Et, comme il vit que son rêve intéressait madame la douairière et divertissait la jeune comtesse, sa bru, il inventa tout ce qu’il voulut et fit parler ses revenants à sa fantaisie, si bien que madame la douairière est persuadée que l’on pourrait savoir l’avenir de la famille et celui du procès qui tourmente M. le comte, en venant à bout de faire revenir et parler ces fantômes. Mais, comme toutes les personnes que l’on a logées ici n’ont rien vu du tout, et n’ont fait que rire de ses questions, elle a résolu d’y faire coucher celles qui, n’étant prévenues de rien, ne songeraient ni à inventer des apparitions, ni à cacher celles qu’elles pourraient voir. Voilà pourquoi elle a commandé qu’on vous mît dans cette chambre, sans vous rien dire ; mais, comme madame n’est pas bien... fine, peut-être ! elle n’a pas pu s’empêcher de me parler devant vous des trois pains.

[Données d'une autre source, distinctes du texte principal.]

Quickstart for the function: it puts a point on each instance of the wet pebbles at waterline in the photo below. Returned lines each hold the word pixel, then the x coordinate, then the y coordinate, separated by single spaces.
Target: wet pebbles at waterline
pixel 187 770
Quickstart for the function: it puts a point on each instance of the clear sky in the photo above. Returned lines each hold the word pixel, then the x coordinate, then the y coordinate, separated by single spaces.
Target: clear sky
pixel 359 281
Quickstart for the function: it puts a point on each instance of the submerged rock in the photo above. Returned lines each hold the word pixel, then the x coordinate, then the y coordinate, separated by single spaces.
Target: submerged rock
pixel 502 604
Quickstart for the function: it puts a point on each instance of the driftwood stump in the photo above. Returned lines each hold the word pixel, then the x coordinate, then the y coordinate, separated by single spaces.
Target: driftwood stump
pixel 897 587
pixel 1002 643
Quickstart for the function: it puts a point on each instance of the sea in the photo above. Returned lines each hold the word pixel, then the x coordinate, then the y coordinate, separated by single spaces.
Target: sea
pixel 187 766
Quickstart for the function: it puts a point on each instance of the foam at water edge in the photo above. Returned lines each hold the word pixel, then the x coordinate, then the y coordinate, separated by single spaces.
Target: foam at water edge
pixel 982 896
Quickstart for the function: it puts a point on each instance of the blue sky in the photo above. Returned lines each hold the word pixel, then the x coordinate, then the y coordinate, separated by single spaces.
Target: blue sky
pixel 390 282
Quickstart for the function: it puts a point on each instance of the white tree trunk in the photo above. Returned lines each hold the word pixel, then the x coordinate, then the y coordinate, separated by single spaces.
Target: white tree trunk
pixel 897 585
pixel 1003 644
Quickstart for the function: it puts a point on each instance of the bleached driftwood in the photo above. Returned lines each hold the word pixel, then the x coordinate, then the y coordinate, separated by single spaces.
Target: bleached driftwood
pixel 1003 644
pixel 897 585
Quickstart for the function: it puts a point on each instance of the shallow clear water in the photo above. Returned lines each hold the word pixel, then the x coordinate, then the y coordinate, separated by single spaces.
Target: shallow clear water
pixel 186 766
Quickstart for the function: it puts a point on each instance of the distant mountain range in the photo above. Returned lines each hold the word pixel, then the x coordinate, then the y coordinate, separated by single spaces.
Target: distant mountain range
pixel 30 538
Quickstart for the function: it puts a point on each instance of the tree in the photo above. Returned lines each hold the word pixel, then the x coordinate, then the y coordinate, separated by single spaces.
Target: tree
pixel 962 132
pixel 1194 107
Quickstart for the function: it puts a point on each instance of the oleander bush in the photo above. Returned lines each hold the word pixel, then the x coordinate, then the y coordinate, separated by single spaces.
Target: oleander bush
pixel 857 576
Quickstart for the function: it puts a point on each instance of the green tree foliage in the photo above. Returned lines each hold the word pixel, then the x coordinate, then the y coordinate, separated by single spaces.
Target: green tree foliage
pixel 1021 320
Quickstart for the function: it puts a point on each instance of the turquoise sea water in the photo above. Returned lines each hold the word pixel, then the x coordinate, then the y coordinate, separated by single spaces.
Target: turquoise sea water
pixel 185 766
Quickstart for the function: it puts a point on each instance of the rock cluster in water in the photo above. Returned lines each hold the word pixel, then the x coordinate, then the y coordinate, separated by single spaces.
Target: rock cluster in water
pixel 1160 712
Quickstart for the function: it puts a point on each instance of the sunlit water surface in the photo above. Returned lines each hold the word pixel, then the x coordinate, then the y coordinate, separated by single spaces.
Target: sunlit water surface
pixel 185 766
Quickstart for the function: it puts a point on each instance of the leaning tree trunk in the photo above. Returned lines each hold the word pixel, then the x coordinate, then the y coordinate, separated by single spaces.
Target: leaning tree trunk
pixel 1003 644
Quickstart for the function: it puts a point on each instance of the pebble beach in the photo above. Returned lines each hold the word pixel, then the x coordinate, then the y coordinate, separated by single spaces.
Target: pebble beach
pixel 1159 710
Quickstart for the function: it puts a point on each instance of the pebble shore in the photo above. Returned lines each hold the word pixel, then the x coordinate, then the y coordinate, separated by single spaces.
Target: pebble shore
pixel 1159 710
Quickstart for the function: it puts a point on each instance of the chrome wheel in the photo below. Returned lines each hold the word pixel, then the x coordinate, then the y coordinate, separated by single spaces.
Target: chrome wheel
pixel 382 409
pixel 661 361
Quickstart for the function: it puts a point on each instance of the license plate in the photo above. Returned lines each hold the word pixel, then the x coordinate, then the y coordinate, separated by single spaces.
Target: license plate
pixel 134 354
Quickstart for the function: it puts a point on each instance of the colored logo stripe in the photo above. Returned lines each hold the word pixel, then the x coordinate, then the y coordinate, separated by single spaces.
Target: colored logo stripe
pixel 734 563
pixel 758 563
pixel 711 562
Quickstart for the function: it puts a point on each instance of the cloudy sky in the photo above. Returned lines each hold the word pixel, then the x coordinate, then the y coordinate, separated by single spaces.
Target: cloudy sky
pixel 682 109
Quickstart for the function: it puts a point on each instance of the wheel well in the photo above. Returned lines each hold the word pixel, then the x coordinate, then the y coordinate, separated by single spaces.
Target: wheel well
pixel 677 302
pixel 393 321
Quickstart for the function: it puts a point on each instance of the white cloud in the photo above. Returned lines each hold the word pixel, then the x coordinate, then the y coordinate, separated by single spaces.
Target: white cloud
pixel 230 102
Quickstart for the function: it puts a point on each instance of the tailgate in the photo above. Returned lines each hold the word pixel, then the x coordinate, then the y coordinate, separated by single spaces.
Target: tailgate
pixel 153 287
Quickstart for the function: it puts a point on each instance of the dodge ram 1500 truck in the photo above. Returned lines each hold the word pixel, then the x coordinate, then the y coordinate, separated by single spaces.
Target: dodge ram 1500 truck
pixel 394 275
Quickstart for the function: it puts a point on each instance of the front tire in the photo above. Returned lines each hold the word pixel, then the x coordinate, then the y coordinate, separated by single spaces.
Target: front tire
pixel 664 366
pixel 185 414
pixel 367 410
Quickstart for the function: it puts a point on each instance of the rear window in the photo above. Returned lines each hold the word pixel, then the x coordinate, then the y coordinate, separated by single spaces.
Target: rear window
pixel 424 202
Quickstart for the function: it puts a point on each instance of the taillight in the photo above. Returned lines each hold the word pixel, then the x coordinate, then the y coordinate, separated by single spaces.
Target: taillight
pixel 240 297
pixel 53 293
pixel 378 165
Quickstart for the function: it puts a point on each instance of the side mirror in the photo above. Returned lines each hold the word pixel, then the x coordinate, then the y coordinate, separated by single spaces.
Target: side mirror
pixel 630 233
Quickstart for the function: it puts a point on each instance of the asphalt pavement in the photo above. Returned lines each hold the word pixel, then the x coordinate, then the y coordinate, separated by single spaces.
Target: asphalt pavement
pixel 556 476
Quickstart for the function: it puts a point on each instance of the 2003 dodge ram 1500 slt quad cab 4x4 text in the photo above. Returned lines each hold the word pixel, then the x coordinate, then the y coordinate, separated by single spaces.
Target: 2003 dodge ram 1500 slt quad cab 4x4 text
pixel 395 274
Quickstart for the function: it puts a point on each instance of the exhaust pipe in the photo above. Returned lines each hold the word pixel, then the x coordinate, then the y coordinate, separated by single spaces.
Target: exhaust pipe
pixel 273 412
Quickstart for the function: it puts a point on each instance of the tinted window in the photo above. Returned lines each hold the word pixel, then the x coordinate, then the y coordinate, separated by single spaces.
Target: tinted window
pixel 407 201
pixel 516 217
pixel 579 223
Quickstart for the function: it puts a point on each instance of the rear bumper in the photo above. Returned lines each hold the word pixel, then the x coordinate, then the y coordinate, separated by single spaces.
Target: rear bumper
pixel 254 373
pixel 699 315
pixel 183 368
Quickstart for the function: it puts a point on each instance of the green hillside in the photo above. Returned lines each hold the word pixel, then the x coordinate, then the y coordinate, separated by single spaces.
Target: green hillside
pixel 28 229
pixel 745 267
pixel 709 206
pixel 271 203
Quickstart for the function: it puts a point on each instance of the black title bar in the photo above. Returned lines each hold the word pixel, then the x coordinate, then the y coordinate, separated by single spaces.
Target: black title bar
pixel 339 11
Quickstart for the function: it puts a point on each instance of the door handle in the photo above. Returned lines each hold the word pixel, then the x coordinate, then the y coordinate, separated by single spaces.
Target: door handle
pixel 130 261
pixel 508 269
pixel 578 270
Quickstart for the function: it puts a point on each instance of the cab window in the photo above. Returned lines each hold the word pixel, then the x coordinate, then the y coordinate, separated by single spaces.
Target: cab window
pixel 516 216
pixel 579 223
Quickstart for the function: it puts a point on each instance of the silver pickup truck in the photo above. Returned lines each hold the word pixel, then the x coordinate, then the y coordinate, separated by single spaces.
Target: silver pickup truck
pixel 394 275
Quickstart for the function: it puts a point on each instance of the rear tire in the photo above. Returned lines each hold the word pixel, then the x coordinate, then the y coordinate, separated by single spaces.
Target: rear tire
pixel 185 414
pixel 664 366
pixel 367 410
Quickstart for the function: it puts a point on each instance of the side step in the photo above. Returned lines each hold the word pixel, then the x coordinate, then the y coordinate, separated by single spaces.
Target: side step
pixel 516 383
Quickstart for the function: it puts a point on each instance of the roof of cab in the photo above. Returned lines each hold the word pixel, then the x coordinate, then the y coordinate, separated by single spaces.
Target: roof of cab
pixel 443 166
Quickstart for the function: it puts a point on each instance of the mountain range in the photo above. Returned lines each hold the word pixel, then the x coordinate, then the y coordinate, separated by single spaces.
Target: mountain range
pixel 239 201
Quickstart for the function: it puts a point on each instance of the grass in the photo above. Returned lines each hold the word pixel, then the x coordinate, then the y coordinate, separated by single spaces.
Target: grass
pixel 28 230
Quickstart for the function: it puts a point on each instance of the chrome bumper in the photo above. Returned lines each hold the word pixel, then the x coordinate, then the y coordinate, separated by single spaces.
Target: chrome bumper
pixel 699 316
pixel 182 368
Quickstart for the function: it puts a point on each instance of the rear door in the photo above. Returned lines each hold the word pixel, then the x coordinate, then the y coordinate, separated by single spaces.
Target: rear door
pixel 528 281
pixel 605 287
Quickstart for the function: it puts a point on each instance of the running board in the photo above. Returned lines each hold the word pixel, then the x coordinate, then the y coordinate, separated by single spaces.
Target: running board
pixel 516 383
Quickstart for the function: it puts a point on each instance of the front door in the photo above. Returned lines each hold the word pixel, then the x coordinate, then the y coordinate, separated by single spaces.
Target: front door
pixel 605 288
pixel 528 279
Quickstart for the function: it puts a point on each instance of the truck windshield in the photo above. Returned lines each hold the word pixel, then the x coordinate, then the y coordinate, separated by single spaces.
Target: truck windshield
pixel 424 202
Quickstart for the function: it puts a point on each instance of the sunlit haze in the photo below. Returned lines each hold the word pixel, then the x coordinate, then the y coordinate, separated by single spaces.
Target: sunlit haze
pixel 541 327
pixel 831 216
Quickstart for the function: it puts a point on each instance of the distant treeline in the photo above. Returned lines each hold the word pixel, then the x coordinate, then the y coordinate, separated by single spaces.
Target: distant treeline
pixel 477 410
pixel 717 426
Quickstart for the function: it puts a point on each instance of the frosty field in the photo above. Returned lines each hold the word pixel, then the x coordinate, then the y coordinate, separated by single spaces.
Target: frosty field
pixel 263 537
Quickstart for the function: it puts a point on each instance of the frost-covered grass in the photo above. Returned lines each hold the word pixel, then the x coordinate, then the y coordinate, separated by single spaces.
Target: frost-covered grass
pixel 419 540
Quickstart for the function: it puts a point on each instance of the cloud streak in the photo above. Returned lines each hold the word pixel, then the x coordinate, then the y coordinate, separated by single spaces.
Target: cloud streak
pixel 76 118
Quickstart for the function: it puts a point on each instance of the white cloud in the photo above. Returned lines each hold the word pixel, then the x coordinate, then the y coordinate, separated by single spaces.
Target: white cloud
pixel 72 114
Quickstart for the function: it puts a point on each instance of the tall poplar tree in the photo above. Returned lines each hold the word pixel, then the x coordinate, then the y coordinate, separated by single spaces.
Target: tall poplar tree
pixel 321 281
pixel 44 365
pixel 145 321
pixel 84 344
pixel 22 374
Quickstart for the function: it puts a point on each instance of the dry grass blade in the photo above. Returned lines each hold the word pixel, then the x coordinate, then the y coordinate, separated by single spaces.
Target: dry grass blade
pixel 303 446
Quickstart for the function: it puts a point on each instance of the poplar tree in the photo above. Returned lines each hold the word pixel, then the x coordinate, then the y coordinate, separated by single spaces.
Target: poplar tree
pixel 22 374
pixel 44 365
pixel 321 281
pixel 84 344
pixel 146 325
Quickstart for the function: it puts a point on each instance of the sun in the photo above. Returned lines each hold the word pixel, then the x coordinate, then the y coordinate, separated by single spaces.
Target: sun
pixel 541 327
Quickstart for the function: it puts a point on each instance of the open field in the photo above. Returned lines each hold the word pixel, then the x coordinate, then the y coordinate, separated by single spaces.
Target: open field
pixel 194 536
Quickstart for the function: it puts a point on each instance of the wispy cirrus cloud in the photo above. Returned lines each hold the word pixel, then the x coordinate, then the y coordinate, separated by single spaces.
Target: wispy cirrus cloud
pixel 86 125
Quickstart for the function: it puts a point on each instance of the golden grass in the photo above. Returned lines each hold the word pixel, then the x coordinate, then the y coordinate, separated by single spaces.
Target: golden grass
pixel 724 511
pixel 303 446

– Certainement, les trois pains d’abord, et les trois carafes ensuite, étaient faits pour me donner à penser. Pourtant, je confesse que je ne trouve absolument rien qui ait rapport...

– Ah ! si fait, monsieur. Les trois demoiselles du temps de Henri II ont été empoisonnées par le pain et l’eau !

– Je vois bien la relation, mais je ne comprends pas que cette offrande, si c’en est une, puisse leur être bien agréable. Qu’en pensez-vous vous-même ?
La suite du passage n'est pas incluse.